2 The individual defendants are Leonard Chill, Ralph Kenner, W. Gardner Wright, W. Wayne Freed, and Jon Beckman ("the Individual Defendants"). The Individual Defendants control the Partnership and the Company through the following multi-level structure: The sole general partner of the Partnership is defendant SI Management L.P. The sole general partner of SI Management L.P. is defendant Synthetic Management G.P. The general partners of Synthetic Management G.P. are five Delaware corporations -- defendants Chill Investments, Inc., Kenner Investments, Inc., Wright Investments, Inc., Freed Investments, Inc., and Beckman Investments, Inc. Each of these five corporate general partners is wholly owned and controlled by one of the five Individual Defendants. Ex. D at 46.
In addition to controlling the Company by virtue of their control over the Partnership, the Individual Defendants also have control positions with the Company. Defendant Chill is president, chief executive officer, and a director of the Company. Ex. D at 38. Three of the four other Individual Defendants are also officers in the Company. Ex. D at 38. The fifth Individual Defendant, defendant Beckman, receives $125,000 per year from the Company through a "consulting agreement" with it. Ex. D at 46.

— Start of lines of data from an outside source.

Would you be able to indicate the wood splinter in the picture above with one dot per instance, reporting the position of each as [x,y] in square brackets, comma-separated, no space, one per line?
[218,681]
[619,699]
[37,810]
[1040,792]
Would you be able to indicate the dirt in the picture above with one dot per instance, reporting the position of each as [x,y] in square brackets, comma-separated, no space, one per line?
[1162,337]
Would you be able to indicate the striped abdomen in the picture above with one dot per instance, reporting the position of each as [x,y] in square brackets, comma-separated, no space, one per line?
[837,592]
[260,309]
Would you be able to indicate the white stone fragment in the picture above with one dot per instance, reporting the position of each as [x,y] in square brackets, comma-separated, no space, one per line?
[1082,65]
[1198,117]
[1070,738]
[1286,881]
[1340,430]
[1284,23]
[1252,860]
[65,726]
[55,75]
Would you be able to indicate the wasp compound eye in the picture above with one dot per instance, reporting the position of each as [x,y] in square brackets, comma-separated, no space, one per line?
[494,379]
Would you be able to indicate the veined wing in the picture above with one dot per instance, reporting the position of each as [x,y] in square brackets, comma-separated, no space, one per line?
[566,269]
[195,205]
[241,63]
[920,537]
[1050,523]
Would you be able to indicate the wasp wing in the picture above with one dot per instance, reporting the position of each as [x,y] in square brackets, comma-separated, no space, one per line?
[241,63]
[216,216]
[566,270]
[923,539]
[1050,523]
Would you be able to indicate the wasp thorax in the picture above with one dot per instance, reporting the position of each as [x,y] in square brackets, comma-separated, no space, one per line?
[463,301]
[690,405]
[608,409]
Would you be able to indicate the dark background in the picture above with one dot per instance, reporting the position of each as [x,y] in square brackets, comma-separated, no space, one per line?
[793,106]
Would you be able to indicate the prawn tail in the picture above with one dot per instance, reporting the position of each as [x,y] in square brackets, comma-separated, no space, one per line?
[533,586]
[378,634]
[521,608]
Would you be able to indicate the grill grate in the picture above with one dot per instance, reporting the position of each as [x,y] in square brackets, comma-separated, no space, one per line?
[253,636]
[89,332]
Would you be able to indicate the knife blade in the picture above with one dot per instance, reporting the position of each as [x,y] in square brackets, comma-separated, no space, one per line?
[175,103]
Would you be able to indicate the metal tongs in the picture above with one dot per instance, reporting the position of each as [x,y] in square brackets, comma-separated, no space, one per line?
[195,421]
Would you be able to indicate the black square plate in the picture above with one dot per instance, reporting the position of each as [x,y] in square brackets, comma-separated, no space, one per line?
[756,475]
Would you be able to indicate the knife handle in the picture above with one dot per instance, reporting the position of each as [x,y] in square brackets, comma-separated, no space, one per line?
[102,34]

3 Defendants filed a registration statement containing a "Joint Proxy Statement and Prospectus" describing the Proposed Plan on June 9, 1997. Ex. G. Defendants amended the registration statement on August 8 and August 28. Ex. E, F. On September 2, 1997, plaintiffs filed, in Delaware Chancery Court, a motion for a preliminary injunction against the Proposed Plan based on breaches by defendants of their fiduciary duties under state law and breaches of the governing partnership agreement. On September 4, 1997, defendants represented to the Delaware Chancery Court that they would revise the Proposed Plan to eliminate many of the aspects to which plaintiffs' injunction motion objected. On September 17 and 18, 1997, defendants again amended their registration statement. Ex. P, Q. While this registration statement made substantial changes to the Proposed Plan, it failed to remedy the Proposed Plan's main substantive deficiencies and failed to make all the changes defendants represented they would make at the September 4 Delaware hearing.
4 The cases cited in this section are discussed in greater detail in Plaintiffs' Reply in Support of Motion for Preliminary Injunction (filed July 11, 1997) and Plaintiff's Memorandum of Points and Authorities in Support of Motion for a Preliminary Injunction (filed May 22, 1997). Ex. L at 2-7; Ex. K at 5.
5 Section 14(a) of the Exchange Act provides, in relevant part, that:
It shall be unlawful for any person, by the use of the mails or by any means or instrumentality of interstate commerce . . . or otherwise, in contravention of such rules and regulations as the [SEC] may prescribe . . . to solicit . . . any proxy or consent or authorization in respect of any security . . . registered pursuant to section 78l of this title.
15 U.S.C. § 78n(a). The Partnership's securities are registered pursuant to 15 U.S.C. § 78l. See Ex. E at 8.